Scrape specific <td> in HTML table


I am trying to scrape a table using PHP, the thing is that I've managed to scrape it, but I get everything on the webpage's table. I am unsure how I specify which TD's and/or TR's I want to scrape.

Here's the PHP code

<?php
include("simple_html_dom.php");
$html=file_get_html("http://www.premierleague.com/en-gb/matchday/league-table.html");
$html=new simple_html_dom($html);

foreach($html->find('table tr') as $row) {
$cell = $row->find('td', 0);
echo $row;
}
?>

What I want to get (if you view the website) is: Club name, played, won, lost, goals for, goals against, goal difference, and points.

What I get is everything in the table, including the collapsed team information.
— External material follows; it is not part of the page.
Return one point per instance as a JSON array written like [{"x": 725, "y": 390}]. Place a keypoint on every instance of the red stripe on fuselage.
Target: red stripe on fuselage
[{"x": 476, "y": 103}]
It looks like this (not sure if a picture is the best way to post it but I'm not sure how to show it in another way, I highlighted the part that I actually want scraped):

Picture


Solution

  • Have you tried looking at the advanced usage of Simple HTML DOM Parser?

    I wrote this based on the manual at the link above; it might get you in the right direction:

    require "simple_html_dom.php";
    
    $html=file_get_html("http://www.premierleague.com/en-gb/matchday/league-table.html");
    $html=new simple_html_dom($html);
    
    $rows = array();
    foreach($html->find('table.leagueTable tr.club-row') as $tr){
        $row = array();
        foreach($tr->find('td.col-club,td.col-p,td.col-w,td.col-l,td.col-gf,td.col-ga,td.col-gd,td.col-pts') as $td){
            $row[] = $td->innertext;
        }
        $rows[] = $row;
    }
    var_dump($rows);
    

    Essentially, you want all the <tr> elements which have a class of club-row (adding a . indicates class); furthermore, you only want rows which are nested within the <table> with class leagueTable. That's what the first find is doing. The space after the table indicates you want descendants of it.

    Next, you want <td> elements which have the various classes you mentioned. You can separate these with a comma to mean "and". (Give me td.col-club AND td.col-p AND...)

    The foreach loops are simply walking through those parsed DOM elements and adding their innertext to an array. You can do whatever you like with them after that.